This page describes cache coherency for Zynq UltraScale+ MPSoC. The ARM Cortex-A Series Programmers Guide refers to coherency as software managed or hardware managed. Zynq UltraScale+ MPSOC defaults to software managed coherency by default at this time (2017.4) and the following page describes the details of turning on hardware managed coherency.
Table of Contents
This page is not intended to be a tutorial about cache coherency in a multi-core system. The reader should refer to other documents (such as the MPSoC Technical Reference Manual and Software Developers Guide) for a more detailed understanding of MPSoC together with ARM documents such as the ARM Cortex-A Series Programmers Guide for a more complete understanding of cache coherency in a multi-core system. The primary focus of this page at this time is on I/O Coherency between the PL and the A53 CPUs with a practical make it work approach. This page is based on AR69446 and adds more details.

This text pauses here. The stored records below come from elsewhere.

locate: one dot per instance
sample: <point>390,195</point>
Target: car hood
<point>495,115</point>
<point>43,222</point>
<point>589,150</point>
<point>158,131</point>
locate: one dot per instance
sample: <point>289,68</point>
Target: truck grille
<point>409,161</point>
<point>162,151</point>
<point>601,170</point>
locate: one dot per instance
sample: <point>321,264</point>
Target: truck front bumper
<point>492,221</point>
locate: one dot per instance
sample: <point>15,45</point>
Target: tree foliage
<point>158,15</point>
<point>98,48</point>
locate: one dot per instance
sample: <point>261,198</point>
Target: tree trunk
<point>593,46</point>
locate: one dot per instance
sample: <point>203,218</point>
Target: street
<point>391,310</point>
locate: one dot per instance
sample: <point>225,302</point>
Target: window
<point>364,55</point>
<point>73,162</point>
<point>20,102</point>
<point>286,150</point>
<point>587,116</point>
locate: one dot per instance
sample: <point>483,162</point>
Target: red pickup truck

Prototyping with AXI DMA in the PL has shown minor performance increases with a hardware managed coherent system but each system implementation may vary such that users should verify performance. CPU utilization may have minor improvements when not required to do cache maintenance in a hardware managed coherent system. Some users may desire hardware coherence to simplify the system software design such as for user space DMA implementations.
2 System Terminology
2.1 Cache Coherent Interconnect (CCI)
The CCI of the MPSoC together with the AXI interconnect allow hardware coherency to be achieved.
2.2 PL I/O Coherency
The I/O (aka one-way) coherent masters in the PL can snoop APU caches via CCI ACE-Lite slave ports HPC0/1. You could see the HPC0/1 ports called AFI0/1 in some inconsistent places in the tools or documentation. Hardware-managed IO coherency can simplify software, improve system performance, and reduce power by sharing on-chip data from APU caches.
2.3 Exception Levels
Xilinx Bare Metal applications run at EL3 natively while the Linux kernel is running at EL1. The exception level is tied to the security state of the system with EL3 being a secure state and all others being non-secure. AXI transactions from masters must match the security state of the system.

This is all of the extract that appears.